My mother sent me a video of her Halloween decorations, and I almost left the text unopened.

Was it going to hurt so much, I wondered, to see the purple and orange glow that was an annual highlight of my childhood? Would I wish I had bothered to carve a pumpkin? String up lights on a temporary home away from my temporary home away from my temporary home? Would it send me into an existential spiral around livelihood and future and house ownership and parenthood?

This is the grip that nostalgia has had on me.

I have for most of my life identified as a nostalgic person. I’m a sucker for tradition and a sense of lineage, for hazily glorified memories of the past, for that sweet sweet goosebumpy rush of satisfaction at anniversaries and Facebook memories. It’s a sensation I imagine we all feel a little bit differently, and I’m sure has kept many poets awake at night trying to pin down.
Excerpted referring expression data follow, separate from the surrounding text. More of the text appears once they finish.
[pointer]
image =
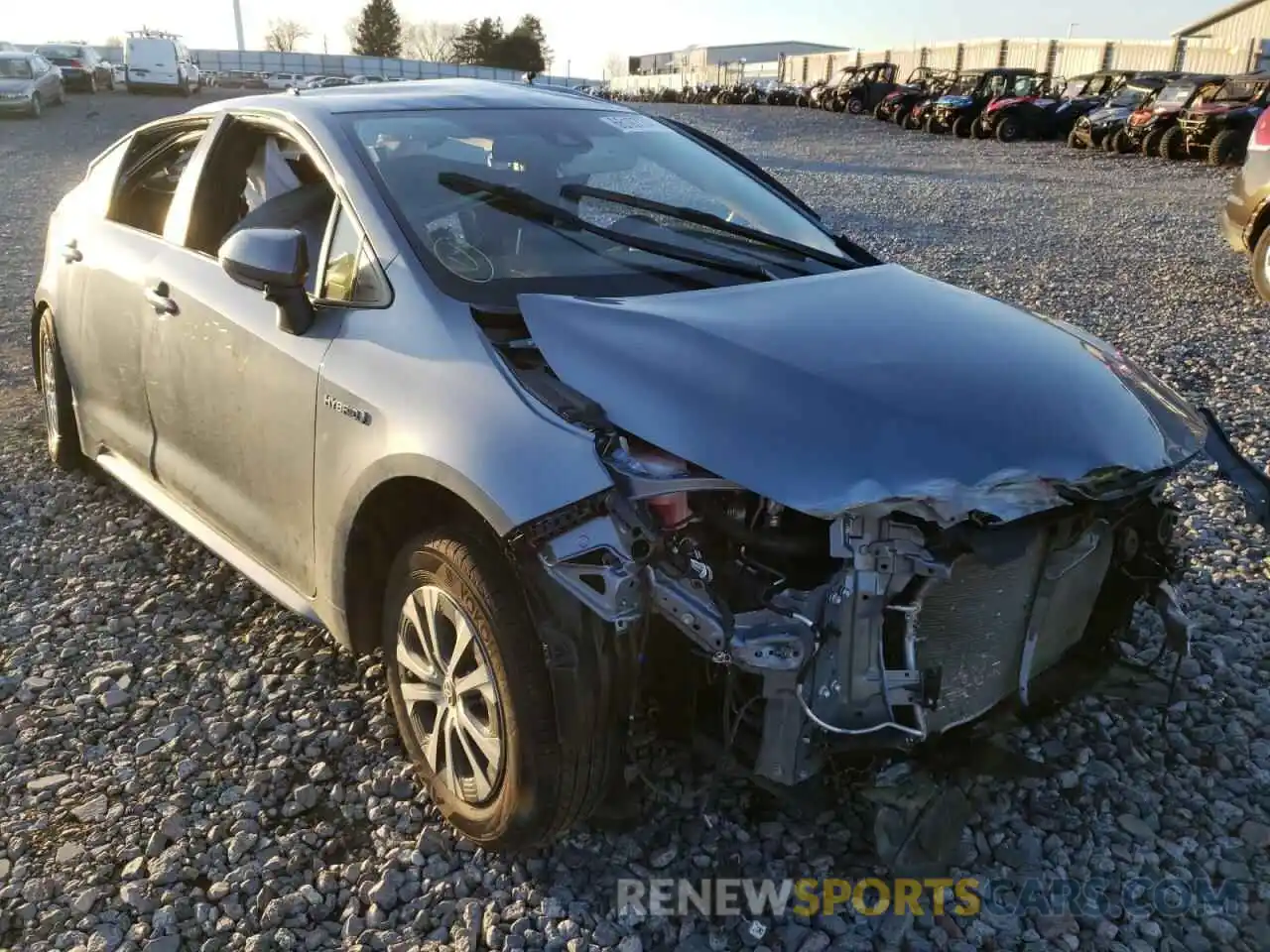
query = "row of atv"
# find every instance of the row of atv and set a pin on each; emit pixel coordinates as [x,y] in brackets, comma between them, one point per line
[1169,114]
[1178,117]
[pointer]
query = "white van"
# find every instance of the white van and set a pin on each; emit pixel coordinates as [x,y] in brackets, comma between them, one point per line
[159,61]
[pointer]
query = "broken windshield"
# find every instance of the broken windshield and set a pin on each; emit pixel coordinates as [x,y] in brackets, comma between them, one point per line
[502,231]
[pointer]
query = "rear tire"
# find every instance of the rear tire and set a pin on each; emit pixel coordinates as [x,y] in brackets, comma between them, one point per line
[1173,145]
[62,428]
[550,774]
[1227,148]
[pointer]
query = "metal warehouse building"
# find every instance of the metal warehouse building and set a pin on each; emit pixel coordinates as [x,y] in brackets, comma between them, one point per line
[1241,28]
[703,59]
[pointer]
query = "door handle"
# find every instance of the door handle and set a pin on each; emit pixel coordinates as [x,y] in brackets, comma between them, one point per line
[159,298]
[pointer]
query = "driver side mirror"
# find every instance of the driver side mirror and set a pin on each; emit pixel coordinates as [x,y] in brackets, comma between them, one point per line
[273,261]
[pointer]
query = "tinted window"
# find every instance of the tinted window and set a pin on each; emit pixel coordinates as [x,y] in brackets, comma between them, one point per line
[14,68]
[350,275]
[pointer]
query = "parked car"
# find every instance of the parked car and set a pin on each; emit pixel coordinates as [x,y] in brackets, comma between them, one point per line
[476,405]
[80,64]
[866,87]
[158,61]
[1103,122]
[28,82]
[959,109]
[1246,212]
[1146,127]
[1219,128]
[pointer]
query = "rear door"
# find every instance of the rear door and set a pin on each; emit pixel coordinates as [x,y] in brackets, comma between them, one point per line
[234,399]
[116,253]
[153,60]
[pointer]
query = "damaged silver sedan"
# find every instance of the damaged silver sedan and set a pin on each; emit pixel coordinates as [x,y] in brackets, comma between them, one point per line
[554,403]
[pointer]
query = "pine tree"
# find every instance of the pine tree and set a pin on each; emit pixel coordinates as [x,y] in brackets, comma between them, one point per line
[379,31]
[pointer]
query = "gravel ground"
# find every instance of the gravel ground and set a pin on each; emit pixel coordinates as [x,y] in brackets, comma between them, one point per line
[186,766]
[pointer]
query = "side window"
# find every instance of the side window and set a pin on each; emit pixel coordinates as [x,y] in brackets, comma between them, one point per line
[350,275]
[151,173]
[102,176]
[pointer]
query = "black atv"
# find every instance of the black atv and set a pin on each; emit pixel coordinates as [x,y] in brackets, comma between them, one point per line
[1103,122]
[1219,128]
[959,109]
[1148,125]
[869,86]
[833,98]
[920,85]
[1043,116]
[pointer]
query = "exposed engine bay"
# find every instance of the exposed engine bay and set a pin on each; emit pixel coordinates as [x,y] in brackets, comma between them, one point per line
[875,630]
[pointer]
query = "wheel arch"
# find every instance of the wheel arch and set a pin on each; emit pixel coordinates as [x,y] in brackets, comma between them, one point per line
[1257,223]
[398,498]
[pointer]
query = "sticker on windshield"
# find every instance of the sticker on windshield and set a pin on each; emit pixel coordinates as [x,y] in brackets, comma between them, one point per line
[633,123]
[462,261]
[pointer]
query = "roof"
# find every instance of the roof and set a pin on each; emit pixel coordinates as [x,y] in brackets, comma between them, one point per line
[1224,13]
[418,94]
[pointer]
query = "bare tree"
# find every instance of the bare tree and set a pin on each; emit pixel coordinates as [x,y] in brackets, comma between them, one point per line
[284,36]
[616,64]
[430,41]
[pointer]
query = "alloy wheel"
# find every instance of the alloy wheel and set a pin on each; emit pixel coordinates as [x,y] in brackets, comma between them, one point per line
[451,694]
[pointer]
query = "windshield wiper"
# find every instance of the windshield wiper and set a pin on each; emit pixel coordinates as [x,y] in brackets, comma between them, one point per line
[522,204]
[708,221]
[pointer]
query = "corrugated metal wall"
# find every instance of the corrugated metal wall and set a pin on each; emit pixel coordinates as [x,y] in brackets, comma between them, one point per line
[1080,56]
[1239,30]
[906,61]
[1216,56]
[324,64]
[1028,54]
[980,55]
[944,56]
[1143,55]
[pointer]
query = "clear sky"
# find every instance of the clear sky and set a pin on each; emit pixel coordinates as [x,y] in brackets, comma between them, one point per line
[585,33]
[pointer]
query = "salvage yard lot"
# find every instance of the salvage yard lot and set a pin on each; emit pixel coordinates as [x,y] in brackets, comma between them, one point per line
[185,763]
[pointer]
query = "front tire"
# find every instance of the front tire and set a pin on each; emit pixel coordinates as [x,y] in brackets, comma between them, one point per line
[1227,148]
[474,699]
[62,429]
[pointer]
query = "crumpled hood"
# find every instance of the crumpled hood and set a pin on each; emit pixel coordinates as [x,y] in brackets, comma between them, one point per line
[833,391]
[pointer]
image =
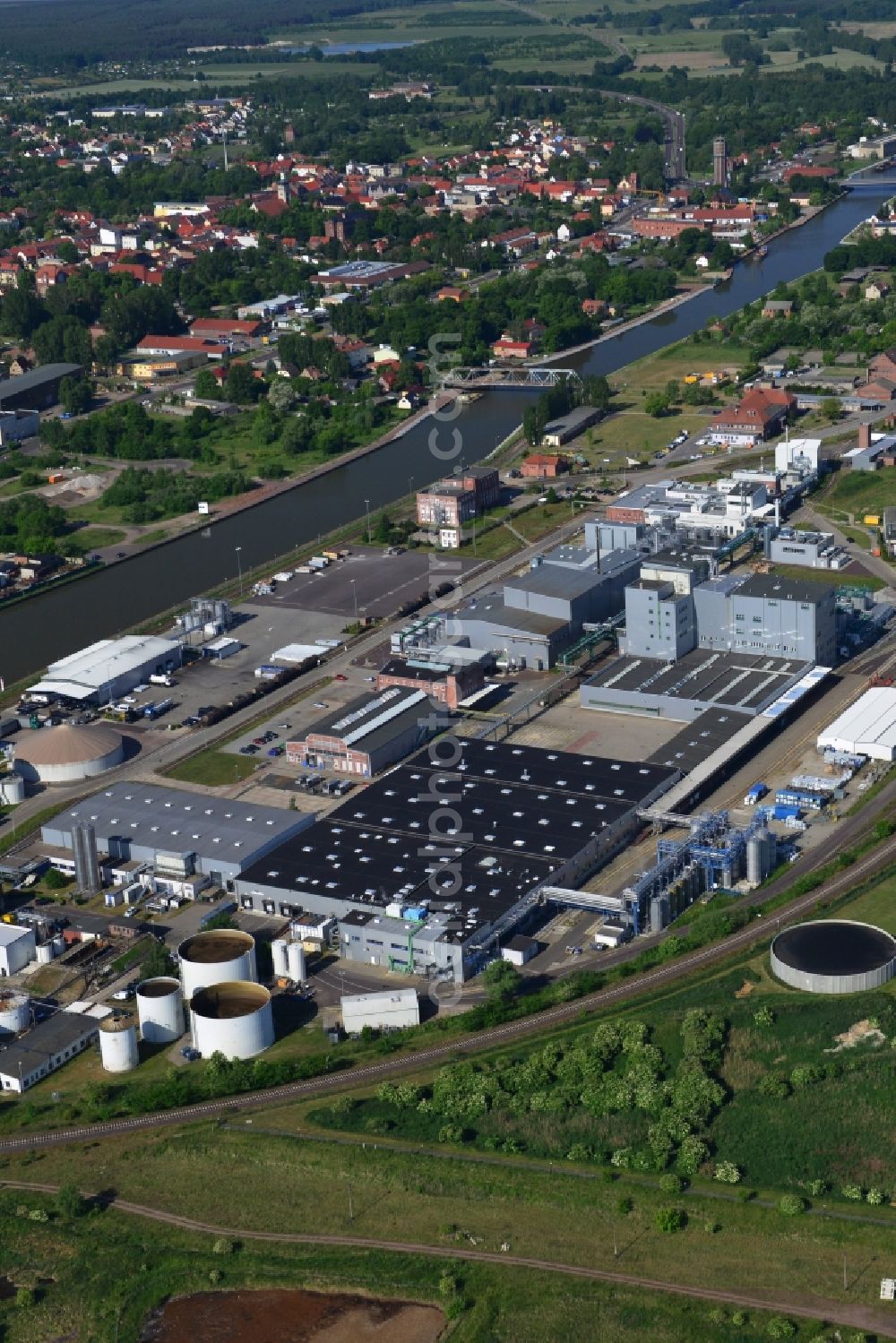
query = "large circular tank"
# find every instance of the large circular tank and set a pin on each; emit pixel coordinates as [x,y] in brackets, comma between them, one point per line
[67,753]
[15,1012]
[214,957]
[231,1018]
[833,957]
[160,1010]
[118,1044]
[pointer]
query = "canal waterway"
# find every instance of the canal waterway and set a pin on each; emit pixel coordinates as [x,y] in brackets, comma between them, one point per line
[121,595]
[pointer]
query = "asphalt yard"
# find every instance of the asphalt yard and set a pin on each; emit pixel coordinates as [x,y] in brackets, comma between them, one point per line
[379,583]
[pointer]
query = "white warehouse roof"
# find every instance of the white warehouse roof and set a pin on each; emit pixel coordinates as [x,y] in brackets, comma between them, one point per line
[866,727]
[82,675]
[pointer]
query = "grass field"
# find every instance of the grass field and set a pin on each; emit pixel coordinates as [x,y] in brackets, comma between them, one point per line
[214,769]
[858,492]
[876,906]
[440,1201]
[81,1291]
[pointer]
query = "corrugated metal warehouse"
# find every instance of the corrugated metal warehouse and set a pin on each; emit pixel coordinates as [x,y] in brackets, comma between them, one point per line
[866,727]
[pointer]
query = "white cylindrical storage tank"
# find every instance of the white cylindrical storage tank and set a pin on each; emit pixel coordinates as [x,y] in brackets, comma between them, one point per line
[231,1018]
[118,1044]
[160,1010]
[279,951]
[296,954]
[13,790]
[214,958]
[15,1012]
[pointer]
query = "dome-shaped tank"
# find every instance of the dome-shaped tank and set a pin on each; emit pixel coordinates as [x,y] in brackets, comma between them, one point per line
[67,753]
[231,1018]
[296,958]
[15,1012]
[160,1010]
[279,952]
[215,957]
[118,1044]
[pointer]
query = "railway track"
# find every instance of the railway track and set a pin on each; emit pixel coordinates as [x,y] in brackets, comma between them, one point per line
[497,1036]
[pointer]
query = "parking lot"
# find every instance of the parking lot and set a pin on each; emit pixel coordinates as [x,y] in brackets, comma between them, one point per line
[379,583]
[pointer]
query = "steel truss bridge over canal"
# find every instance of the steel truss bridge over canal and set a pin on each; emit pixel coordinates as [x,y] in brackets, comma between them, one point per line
[476,379]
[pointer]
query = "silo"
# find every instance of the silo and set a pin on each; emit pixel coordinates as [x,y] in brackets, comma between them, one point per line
[118,1044]
[15,1012]
[296,955]
[279,951]
[755,858]
[215,957]
[231,1018]
[160,1010]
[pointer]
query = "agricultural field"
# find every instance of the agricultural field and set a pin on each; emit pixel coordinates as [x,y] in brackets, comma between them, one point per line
[70,1270]
[562,1214]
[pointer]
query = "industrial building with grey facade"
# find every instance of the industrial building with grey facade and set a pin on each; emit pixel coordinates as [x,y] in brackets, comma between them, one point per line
[694,642]
[174,831]
[433,865]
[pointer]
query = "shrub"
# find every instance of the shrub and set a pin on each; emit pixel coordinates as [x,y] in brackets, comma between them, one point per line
[727,1173]
[670,1219]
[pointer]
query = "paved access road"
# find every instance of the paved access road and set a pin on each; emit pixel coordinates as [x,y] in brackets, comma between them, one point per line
[370,1073]
[855,1316]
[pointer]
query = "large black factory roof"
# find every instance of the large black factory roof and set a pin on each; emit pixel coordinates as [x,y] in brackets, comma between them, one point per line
[508,817]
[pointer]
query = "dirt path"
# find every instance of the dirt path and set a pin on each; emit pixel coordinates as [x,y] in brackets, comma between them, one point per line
[343,1079]
[855,1316]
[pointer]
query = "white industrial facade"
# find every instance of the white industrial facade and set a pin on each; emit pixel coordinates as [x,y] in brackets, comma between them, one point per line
[16,949]
[109,667]
[866,727]
[394,1009]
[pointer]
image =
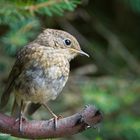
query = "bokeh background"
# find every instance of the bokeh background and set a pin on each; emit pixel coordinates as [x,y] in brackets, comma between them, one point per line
[109,30]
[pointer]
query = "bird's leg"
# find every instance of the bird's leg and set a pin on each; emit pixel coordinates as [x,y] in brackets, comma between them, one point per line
[20,117]
[55,116]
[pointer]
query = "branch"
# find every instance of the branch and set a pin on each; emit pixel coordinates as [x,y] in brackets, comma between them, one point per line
[76,123]
[41,5]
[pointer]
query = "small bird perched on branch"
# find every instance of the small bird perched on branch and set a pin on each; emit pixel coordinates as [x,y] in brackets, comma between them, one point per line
[41,71]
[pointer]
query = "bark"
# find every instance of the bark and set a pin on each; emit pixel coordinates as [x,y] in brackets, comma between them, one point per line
[89,117]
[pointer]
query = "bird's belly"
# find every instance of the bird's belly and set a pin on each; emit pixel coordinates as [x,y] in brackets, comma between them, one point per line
[40,89]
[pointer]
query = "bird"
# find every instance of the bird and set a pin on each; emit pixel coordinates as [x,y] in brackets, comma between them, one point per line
[41,71]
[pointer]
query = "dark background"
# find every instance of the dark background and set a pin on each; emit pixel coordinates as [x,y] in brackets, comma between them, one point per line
[109,31]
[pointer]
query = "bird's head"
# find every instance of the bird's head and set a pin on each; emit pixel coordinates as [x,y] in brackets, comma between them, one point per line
[61,41]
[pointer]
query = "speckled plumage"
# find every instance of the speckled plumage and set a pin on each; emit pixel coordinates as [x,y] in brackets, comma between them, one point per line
[42,68]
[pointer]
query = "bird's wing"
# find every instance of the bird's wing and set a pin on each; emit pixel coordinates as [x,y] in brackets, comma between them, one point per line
[11,80]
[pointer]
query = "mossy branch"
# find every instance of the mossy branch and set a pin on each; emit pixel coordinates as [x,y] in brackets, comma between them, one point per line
[76,123]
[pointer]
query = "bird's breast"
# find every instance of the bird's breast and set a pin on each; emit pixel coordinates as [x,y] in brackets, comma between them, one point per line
[42,81]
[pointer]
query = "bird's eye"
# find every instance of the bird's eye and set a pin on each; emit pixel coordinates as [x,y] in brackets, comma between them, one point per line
[67,42]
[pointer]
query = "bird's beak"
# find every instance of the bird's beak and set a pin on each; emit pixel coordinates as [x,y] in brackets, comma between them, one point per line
[83,53]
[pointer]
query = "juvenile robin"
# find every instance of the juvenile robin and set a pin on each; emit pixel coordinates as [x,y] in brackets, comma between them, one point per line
[41,71]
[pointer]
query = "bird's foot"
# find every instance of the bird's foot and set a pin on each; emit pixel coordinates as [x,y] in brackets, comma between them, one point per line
[55,119]
[20,121]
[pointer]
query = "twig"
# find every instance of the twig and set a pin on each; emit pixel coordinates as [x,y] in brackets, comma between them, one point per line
[76,123]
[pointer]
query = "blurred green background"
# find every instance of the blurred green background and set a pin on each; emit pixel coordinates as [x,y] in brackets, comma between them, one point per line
[109,30]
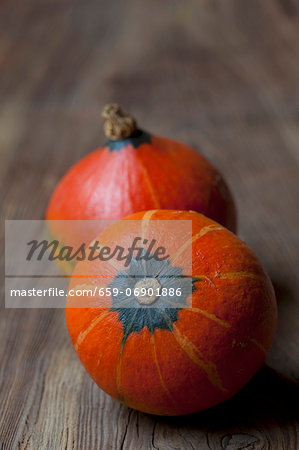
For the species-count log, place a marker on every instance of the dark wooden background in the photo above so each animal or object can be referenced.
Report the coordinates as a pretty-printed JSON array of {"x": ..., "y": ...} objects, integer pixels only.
[{"x": 221, "y": 75}]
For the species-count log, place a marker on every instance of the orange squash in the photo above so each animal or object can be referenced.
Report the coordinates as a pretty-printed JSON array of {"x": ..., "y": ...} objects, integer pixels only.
[
  {"x": 136, "y": 171},
  {"x": 173, "y": 360}
]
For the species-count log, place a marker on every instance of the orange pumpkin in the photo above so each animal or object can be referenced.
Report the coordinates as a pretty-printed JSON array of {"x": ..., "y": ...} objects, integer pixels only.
[
  {"x": 136, "y": 171},
  {"x": 172, "y": 360}
]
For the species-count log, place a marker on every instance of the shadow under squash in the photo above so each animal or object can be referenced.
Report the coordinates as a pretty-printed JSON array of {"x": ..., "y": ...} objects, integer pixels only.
[{"x": 269, "y": 402}]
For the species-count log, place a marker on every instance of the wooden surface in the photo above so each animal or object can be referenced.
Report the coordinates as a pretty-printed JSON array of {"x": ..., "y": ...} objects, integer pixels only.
[{"x": 222, "y": 76}]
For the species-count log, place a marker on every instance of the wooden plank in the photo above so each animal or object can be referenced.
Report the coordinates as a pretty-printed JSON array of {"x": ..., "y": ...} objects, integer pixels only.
[{"x": 219, "y": 75}]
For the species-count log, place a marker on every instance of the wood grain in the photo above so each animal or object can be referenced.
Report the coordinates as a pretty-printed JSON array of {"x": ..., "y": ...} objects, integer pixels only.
[{"x": 220, "y": 75}]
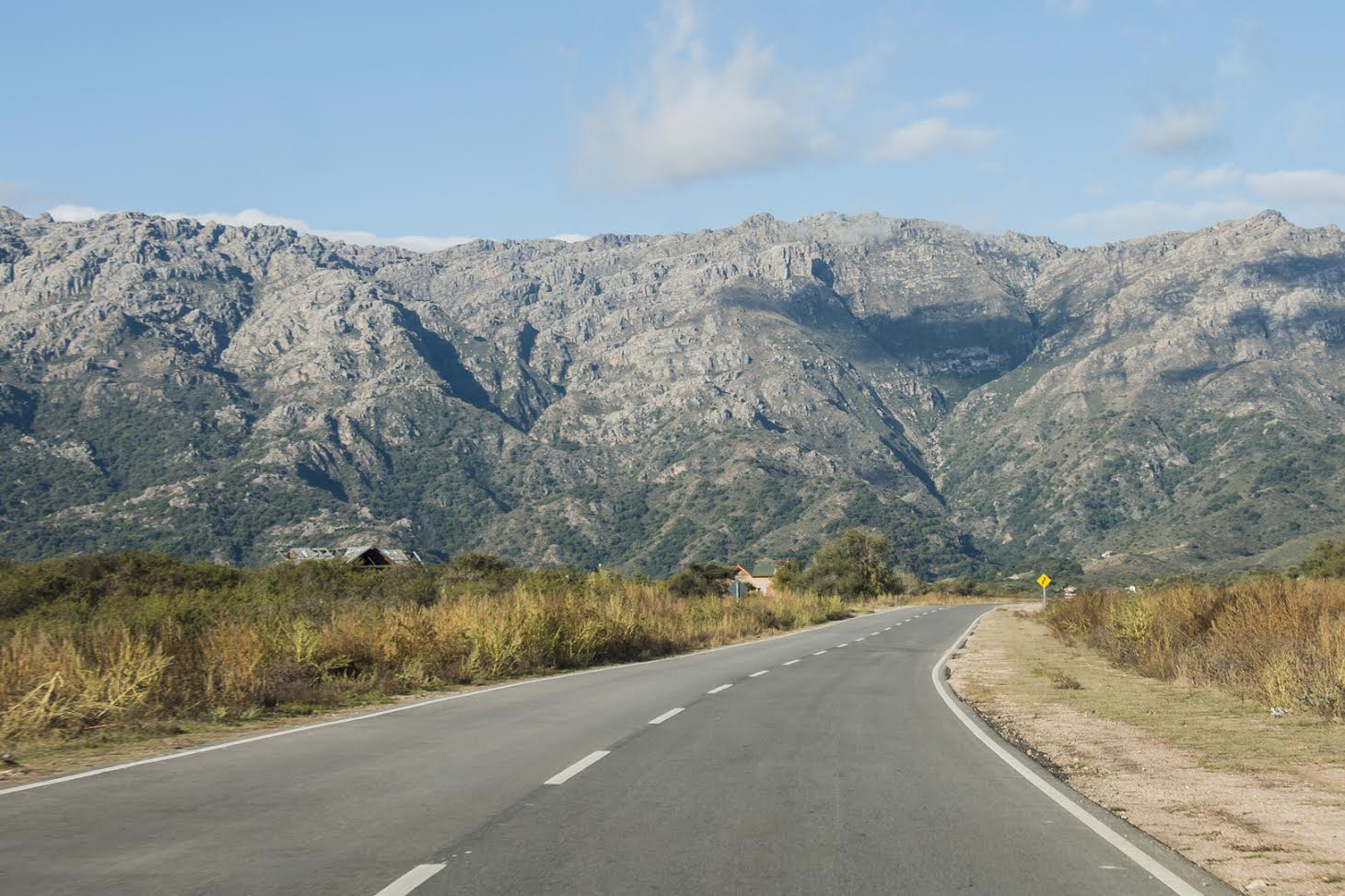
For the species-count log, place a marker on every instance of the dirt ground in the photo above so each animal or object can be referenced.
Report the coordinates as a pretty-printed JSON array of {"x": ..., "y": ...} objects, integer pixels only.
[{"x": 1257, "y": 801}]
I’m not a poet, and this is just a newsletter, so let’s move on.

In the last year or two, as time got upended and adulthood kicked in with a vengeance, maybe thanks to my Saturn Return, nostalgia became far more painful than pleasurable, and that is when I started to reconsider. What was once a promise of consistency, perpetuity, and comfort now threatened self-doubt, fomo, and dread.

What did I stand to lose, I asked, if I pried nostalgia’s now-bony fingers from my shoulders?

Would I lose my love of holiday tradition?

Would my favorite period films lose their charm on rewatch?

Would my sense of identity flounder without the context of linear time?


But not so far. Not yet.

This summer, I very intentionally lived as many moments as I could without worrying about their role in what would eventually become my past. I asked on Instagram recently if nostalgia tugs on your sense of the past, present, or future. My association is always with the past, and the majority of respondents agreed. But this codependent, skeletal version of nostalgia — whether it had hitherto been shrouded in cotton lawn and gauze, or had simply aged poorly — tugs on my sense of future. It strikes fear in my heart rather than coziness in my bones.

I opened my mother’s text. I watched the blinking lights gently shift between purple and orange, walking that perfect line of garish charm. My inner child gasped. But not from a skeletal hand’s punch to the gut; from a soft opening of gratitude, wonder, and a little bit of hope. A different kind of goosebumps. A different rush.

Nostalgia kept me living in an enhanced past and an imagined future, first as a means of comfort and then as a means of control. This year, I take back both.